# Pastors for seminary students to listen to



## Brother John (Sep 26, 2010)

Who are the best pastors yall can recommend for seminary students to listen to in regards to learning preaching styles outside of there homiletics class and chapel?


----------



## jjraby (Sep 26, 2010)

Jean Leroux
Les Newsom
Sean Lucas


----------



## Brother John (Sep 28, 2010)

JR are those men recommended professors at RTS?

I was hoping to get more input on this but I guess my thread was DOA


----------



## greenbaggins (Sep 28, 2010)

Sinclair Ferguson and Phil Ryken.


----------



## Notthemama1984 (Sep 28, 2010)

Ferguson without a doubt.

A simple test you can do is to listen to a sermon and if you can recreate a rough outline of the sermon after it was done, then the pastor organized and communicated his sermon well. If he did it well, then he is worth listening to for homiletical purposes


----------



## Willem van Oranje (Sep 28, 2010)

Al Martin, Bill Shishko, Brian De Jong


----------



## christiana (Sep 28, 2010)

Richard Caldwell, Jr. sermonaudio. Verse by verse, clear and to the heart of the Word and the listener!


----------



## jwithnell (Sep 28, 2010)

Reading Jonathan Edwards' sermons might be useful -- as a pew dweller I appreciate his obvious pastoral concern for his listeners. Dr. Ferguson is wonderful and so is one of his students: Bethel Presbyterian, Leesburg, VA - Sermons


----------



## jjraby (Sep 28, 2010)

Blev3rd said:


> JR are those men recommended professors at RTS?
> 
> I was hoping to get more input on this but I guess my thread was DOA


 
No, Jean Leroux is a pastor in Alabama now, was down in Bay St. Louis, MS for a while. Les Newsom is an RUF minister at Ole miss and Sean Lucas is a pastor in Hattisburg.


----------



## Brother John (Sep 28, 2010)

Thanks for the suggestions


----------



## jayce475 (Sep 28, 2010)

christiana said:


> Richard Caldwell, Jr. sermonaudio. Verse by verse, clear and to the heart of the Word and the listener!

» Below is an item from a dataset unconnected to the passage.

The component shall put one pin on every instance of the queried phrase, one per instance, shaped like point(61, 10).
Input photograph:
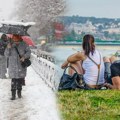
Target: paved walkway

I've had a listen to his sermon on the Prayer of Jabez. He's very clear, biblical and engaging from what I've heard so far. Really good homiletics.


----------



## Herald (Sep 28, 2010)

Al Martin.


----------



## SemperEruditio (Sep 28, 2010)

Joel Osteen
Benny Hinn
TD Jakes
Joyce Meyers
Bishop Eddie Long

Plenty to learn on what not to do during preaching.


----------



## Willem van Oranje (Sep 28, 2010)

Herald said:


> Al Martin.


 
I already got that one, Bill!


----------



## Edward (Sep 28, 2010)

See if you can find any old Jim Baird sermons.


----------



## he beholds (Sep 28, 2010)

mark dever


----------



## nicnap (Sep 28, 2010)

Dr. John Carrick; Dr. Joey Pipa; Nathan Trice; Dr. Joel Beeke


----------



## Theoretical (Sep 28, 2010)

The pastor of the local church where he is a member.

Why, so he can see how shepherding the flock translates into the sermons (or doesn't), because he too should be engaged in the local body of believers. Another church's preaching may be great and edifying, but only in his own church can he see the effects of the sermons on his church family.


----------



## 21st Century Calvinist (Sep 29, 2010)

@ Scott, yes! Couldn't agree more.
I recommend also Bryan Chapell. Listen to him after reading his book _Christ Centered Preaching_. You can find many of his sermons on Monergism.com :: Classic Articles and Resources of the Historic Christian Faith


----------



## jawyman (Oct 15, 2010)

I would recommend Dr. Joel R. Beeke and Dr. David Murray, both from PRTS.


----------